MHB Understanding Lusin's Theorem for $\mathbb{R}$ and Its Proof

[joypav]

Problem:
Let $f : \mathbb{R} \rightarrow \mathbb{R}$ be measurable. Then there exists a sequence of continuous functions $(g_n)$ such that $limg_n(x)$ exists for all $x \in \mathbb{R}$ and $limg_n(x) = f(x)$ a.e. x.

Is this like Lusin's Theorem? Lusin's theorem for the real numbers? If so, how does this change the proof?

 

[joypav]

Here is my proof (posting for completeness but if you have corrections feel free to comment!).

Proof:
Apply the Approximation Theorem to $f$.
Let $(f_n)$ be a sequence of simple functions such that $f_n \rightarrow f$ point wise.
For every $n \in \Bbb{N}$, let
$F_n \subset E$ be closed such that $m(R - F_n) < \frac{\epsilon}{2^k}$ such that $f_n |_{F_n}$ is continuous.
(By Egorov's) $\implies \exists B \subset R$ such that $m(B) < \epsilon$ and $f_n \rightarrow f$ uniformly on $R - B$.
WLOG, assume $B$ is open.
Then $R - B$ is closed.
Let $F_0 = R - B$.

Claim: $f |_{F_\infty}$ is continuous.
A uniformly convergent sequence of continuous functions is continuous
$\implies f |_{F_\infty} = F_0 \cap \cap_{k}F_k$ is continuous.
Then,
$m(E - F_\infty) \leq \sum_{n=0}^{\infty}m(E - F_n) < 2\epsilon$
$\implies$ We've found $F \subset R$ closed such that $m(R - F) < \epsilon$ and $f |_F$ is continuous.

Now, consider our set F.
$\exists G_1, G_2,...$ open and pairwise disjoint such that $F^c = \cup_{i \in \Bbb{N}}G_i$.

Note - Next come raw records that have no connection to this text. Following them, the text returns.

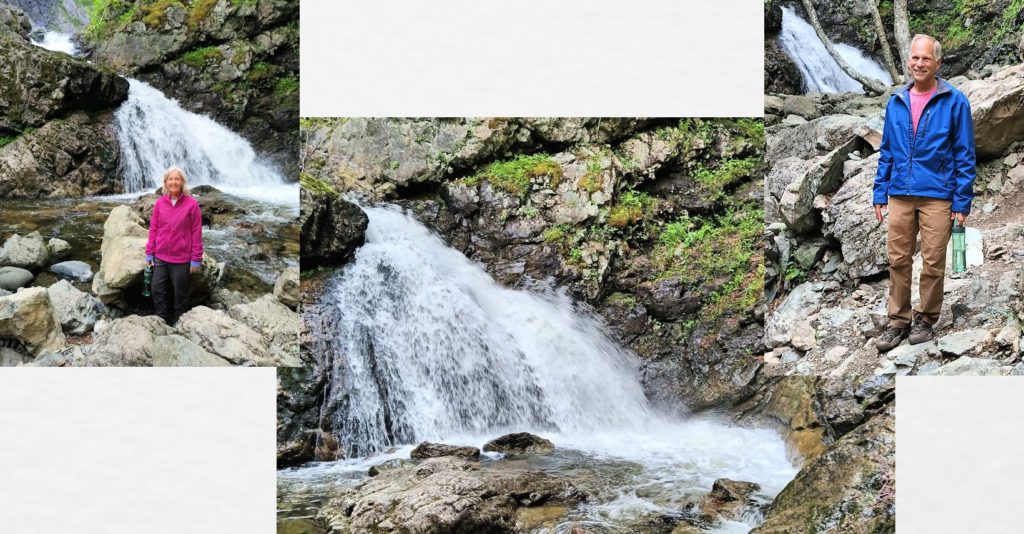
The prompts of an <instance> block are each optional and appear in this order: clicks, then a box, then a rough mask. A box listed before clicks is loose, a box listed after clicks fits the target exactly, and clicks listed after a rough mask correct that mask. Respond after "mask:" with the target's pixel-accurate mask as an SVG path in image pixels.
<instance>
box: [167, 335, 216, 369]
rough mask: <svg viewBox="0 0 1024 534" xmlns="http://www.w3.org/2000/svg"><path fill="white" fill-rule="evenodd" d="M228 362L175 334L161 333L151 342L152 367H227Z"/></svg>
mask: <svg viewBox="0 0 1024 534" xmlns="http://www.w3.org/2000/svg"><path fill="white" fill-rule="evenodd" d="M230 365H231V364H230V362H228V361H227V360H224V359H223V358H220V357H218V356H216V355H214V354H211V353H209V352H207V351H205V350H204V348H203V347H202V346H200V345H198V344H196V343H195V342H193V341H191V340H189V339H187V338H185V337H182V336H180V335H177V334H169V335H162V336H159V337H157V338H156V339H155V340H154V343H153V366H154V367H228V366H230Z"/></svg>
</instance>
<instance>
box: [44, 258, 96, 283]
mask: <svg viewBox="0 0 1024 534" xmlns="http://www.w3.org/2000/svg"><path fill="white" fill-rule="evenodd" d="M50 271H51V272H53V273H54V274H55V275H56V276H58V277H60V278H67V279H69V280H77V281H79V282H88V281H90V280H92V268H90V266H89V264H88V263H86V262H85V261H78V260H71V261H61V262H59V263H53V264H52V265H50Z"/></svg>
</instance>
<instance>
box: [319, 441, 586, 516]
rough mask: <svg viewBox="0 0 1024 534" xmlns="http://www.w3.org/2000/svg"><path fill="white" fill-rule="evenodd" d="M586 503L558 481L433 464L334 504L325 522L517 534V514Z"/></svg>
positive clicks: (403, 471) (506, 470) (437, 461)
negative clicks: (559, 506)
mask: <svg viewBox="0 0 1024 534" xmlns="http://www.w3.org/2000/svg"><path fill="white" fill-rule="evenodd" d="M585 497H586V496H585V494H584V493H583V492H581V491H580V490H579V489H577V488H575V486H573V485H572V484H571V483H570V482H568V481H567V480H564V479H561V478H559V477H557V476H554V475H548V474H545V473H534V471H525V470H519V469H512V468H509V469H486V468H481V467H480V466H478V464H477V463H476V462H470V461H466V460H463V459H459V458H452V457H446V458H430V459H427V460H424V461H423V462H421V463H420V464H418V465H416V466H415V467H414V466H410V467H397V468H393V469H387V470H384V471H382V473H380V474H379V475H378V476H376V477H374V478H373V479H371V480H370V481H369V482H367V483H366V484H364V485H362V486H360V487H359V488H358V489H356V490H354V491H350V492H346V493H345V494H343V495H341V496H339V497H336V498H334V499H332V500H331V501H329V502H328V503H327V504H326V505H325V506H324V507H323V509H322V511H321V515H319V517H321V519H322V520H324V521H325V522H326V523H328V524H329V525H330V527H331V528H332V530H333V531H334V532H395V533H397V532H512V531H513V529H514V526H515V512H516V510H517V509H520V508H527V507H530V506H537V505H541V504H563V505H566V504H574V503H577V502H579V501H581V500H583V499H584V498H585Z"/></svg>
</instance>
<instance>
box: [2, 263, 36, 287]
mask: <svg viewBox="0 0 1024 534" xmlns="http://www.w3.org/2000/svg"><path fill="white" fill-rule="evenodd" d="M33 278H35V276H34V275H33V274H32V272H30V271H28V270H26V269H22V268H13V266H0V290H4V291H16V290H17V288H19V287H25V286H27V285H29V284H31V283H32V279H33Z"/></svg>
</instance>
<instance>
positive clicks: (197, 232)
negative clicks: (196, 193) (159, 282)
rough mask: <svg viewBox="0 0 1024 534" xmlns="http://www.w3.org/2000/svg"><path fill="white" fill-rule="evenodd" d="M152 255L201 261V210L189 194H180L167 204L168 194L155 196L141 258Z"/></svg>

Let $G_i = (a_i, b_i)$. Let,
$g(x) = $
$f(x), x \in F$
$(\frac{b_i - x}{b_i - a_i})f(a_i) + (\frac{x - a_i}{b_i - a_i})f(b_i), x \in (a_i, b_i)$

Then,
$f |_F$ continuous $\implies g |_F$ is continuous.
We extend $g$ so that it is also continuous on $F^c$ by the definition for $g$ given.
We conclude that,
$g : R \rightarrow R$ is continuous and $g |_F = f$.